Child support payments are a sensitive issue, but they are about the best interests of the child. Regardless of whether there may be personal animosity between the parents and regardless of their individual financial circumstances, a child must be given the resources to survive and thrive.
Whether you are the custodial parent who is having a difficult time getting your money, or the conscientious, non-custodial parent who may be struggling financially, here is a general overview of how child support enforcement in Wisconsin works and what your options may be.

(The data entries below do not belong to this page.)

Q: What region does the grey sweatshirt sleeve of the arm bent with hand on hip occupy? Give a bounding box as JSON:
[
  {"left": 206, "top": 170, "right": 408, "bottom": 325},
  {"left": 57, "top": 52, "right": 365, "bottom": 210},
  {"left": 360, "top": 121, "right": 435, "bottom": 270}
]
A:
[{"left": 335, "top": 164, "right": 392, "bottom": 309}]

What if I Can’t Collect Child Support?
If you are the custodial parent and not getting your money in a timely manner (or at all), you have an ally in the State of Wisconsin. Child support payments are court-ordered. Therefore, a refusal to pay places one in contempt of court. And the enforcement mechanisms begin to be automatically triggered after one month. Measures such as…
Liens placed on any property and cars owned by the non-custodial parent
Any government benefits the non-custodial parent is receiving can be terminated
Credit bureaus are immediately notified of the payment delinquency
If the situation does not change, the delinquent parent may be further subjected to revocation of any professional and recreational licenses (e.g., hunting and fishing), the denial of a passport, the seizure of bank accounts and wage garnishment of up to 50 percent of their income.
What if I Can’t Pay Child Support?
Perhaps you’re the non-custodial parent and were recently laid off. You’re devastated at the situation, but you can’t send money you don’t have. Is there anything that can be done?
Taking any action without the cooperation of the custodial parent will be difficult. Wisconsin law requires both parents to support the child until the age of 18 (or 19 if the child is still in high school or working towards a GED).
Furthermore, even if the custodial parent does agree to accept a lower sum than they are entitled to, a court may view the agreement with skepticism. There are too many bad reasons that custodial parents might relinquish their rights to what they are owed.
A judge may be concerned that the relinquishing is done due to threats made. Or perhaps the custodial parent has a history of unrealistic expectations about the person they are attracted too. A conscientious judge will not allow the child to suffer financially for any of these reasons.
Having said that...Dane County still offers parents the option to file a Stipulation and Order to Amend Judgment For Support. The reasons for the requested change can be formally outlined before the court.
Reasons such as the loss of a job or an increase in the child’s needs (i.e., a medical condition) are easily documented and can alleviate the types of concerns noted above.
Any support modification that is approved is likely to follow the guidelines of the previous plan, based on the percentage of income that the non-custodial parent earns. Wisconsin typically follows the following guidelines:
17 percent of gross income for one child
25 percent of gross income for two children
29 percent of gross income for three children
31 percent of gross income for four children
34 percent of gross income for 5-plus children
What About Money Already Owed?
The good news is that there are allowances for payment plans. Be aware that interest will be owed. Per Wisconsin law, delinquent child support payments accrue interest at 1 percent per month. Furthermore, paying the base amount for each ongoing month is an obligation that must be met, in addition to paying off the delinquent amount
How Your Lawyer Can Help
A good family law attorney can do so much more than access all the appropriate forms and paperwork you will need to fill out, regardless of which avenue you are going down. Delinquent child support is a delicate issue that is squarely in the middle of relationships between the parents who have had their own struggles. It’s not hard for these disputes to turn sour. When that happens, no one wins.
No one wins if the delinquent parent has to be held in contempt and sent to jail, where they are further unable to earn a paycheck. No one wins if the custodial parent quietly accepts less money than they and the child are rightfully entitled to, in a misguided attempt to “keep the peace.” The only way out is a workable solution, produced by experienced and compassionate family law attorneys who understand all the options the state of Wisconsin allows.